Later sequences, such as the SEALS rescuing a boatload of hostages, and the finale in Beirut, are better, but suffer from a lack of obvious stakes. The big problem is that - despite my plot synopsis - the movie does not really have a clear plot.

We get introduced to the villain and his missiles in the first mission, but then it takes the rest of the movie for this threat to really crystallise. We never see the missiles used on anything, just a passing news report, and the missions in between never feel that connected to the central threat.

And then there are the stateside scenes...


I mean, what is going on here? It feels like an attempt to make these guys feel like friends ala Top Gun, but they either end up coming off as clowns (like the above clip) or straight-up high school bullies. Charlie Sheen is meant to be the wild man of this movie, but his schtick boils down to racial slurs and sleazy sexual come-ons. In this respect the movie feels a little more believable to how Americans regard the rest of the world, but in terms of creating sympathetic action heroes, the movie fails hard.

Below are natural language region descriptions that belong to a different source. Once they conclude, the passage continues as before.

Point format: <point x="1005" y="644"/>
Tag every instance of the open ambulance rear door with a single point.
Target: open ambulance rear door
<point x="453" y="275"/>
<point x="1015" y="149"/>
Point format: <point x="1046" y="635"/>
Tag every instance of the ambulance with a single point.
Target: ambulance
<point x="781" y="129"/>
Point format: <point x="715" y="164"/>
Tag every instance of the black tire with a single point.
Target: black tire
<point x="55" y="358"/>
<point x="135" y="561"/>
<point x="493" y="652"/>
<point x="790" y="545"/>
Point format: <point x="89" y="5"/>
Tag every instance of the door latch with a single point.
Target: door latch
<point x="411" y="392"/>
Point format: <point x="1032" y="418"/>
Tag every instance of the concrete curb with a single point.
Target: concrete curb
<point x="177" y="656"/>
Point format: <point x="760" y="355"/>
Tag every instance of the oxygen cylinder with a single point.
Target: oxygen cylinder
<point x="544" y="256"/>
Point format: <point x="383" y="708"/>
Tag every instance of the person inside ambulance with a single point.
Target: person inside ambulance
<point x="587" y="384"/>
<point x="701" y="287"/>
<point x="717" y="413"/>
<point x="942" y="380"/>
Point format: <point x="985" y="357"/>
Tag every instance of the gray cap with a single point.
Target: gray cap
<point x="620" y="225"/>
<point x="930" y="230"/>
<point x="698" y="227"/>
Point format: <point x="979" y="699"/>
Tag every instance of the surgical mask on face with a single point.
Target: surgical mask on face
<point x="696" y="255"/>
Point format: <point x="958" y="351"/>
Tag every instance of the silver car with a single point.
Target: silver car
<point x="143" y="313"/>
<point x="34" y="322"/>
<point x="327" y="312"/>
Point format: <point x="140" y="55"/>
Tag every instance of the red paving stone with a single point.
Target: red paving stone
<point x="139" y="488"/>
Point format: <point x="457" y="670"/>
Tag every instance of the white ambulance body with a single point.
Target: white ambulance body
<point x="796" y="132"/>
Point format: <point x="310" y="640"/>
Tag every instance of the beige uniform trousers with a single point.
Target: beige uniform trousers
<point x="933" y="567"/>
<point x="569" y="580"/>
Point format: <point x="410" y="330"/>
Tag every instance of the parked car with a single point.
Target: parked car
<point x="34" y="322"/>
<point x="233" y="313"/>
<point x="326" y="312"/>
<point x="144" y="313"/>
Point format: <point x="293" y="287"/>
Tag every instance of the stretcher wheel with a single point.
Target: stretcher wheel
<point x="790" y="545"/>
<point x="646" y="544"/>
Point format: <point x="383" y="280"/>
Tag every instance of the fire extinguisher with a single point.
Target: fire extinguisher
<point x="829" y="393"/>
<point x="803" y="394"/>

Joanne Whalley-Kilmer plays a journalist with contacts in the Middle East who Curran romances in an effort to figure out where the missiles are. This subplot is the point where I start to wonder whether the filmmakers were sending up the Seals as trigger-happy psychopaths. Curran takes his 'date' on a tour of a Seals training course. He stages a surprise ambush on her with his buddies and the terrified woman runs away - somehow this scene brings the couple closer. Ugh.

You can say most 80s action movies don't treat female characters well. Navy SEALS really goes out of its way to make its major female character feel like an intellectual obstruction to its heroes' violent pragmatism.


The movie was made at a point where awareness of minorities was growing more mainstream, yet the film's sense of humour is the same as your drunk uncle at Christmas. This movie thinks women are dumb and all the brown people are either psychopaths or extras from a Mad Max movie. To be honest, that is not too far from Commando or Cobra, but the people behind those movies seem to recognise their primary mission is to work as dumb action movies. Navy SEALS has pretensions to be something better than it is, which makes its politics harder to take.

I can see why Navy SEALS has a cult following, I was kind of bored through the whole thing. Boiling it down, it is just not good enough on a pure action level, which prevents it from qualifying as a guilty pleasure.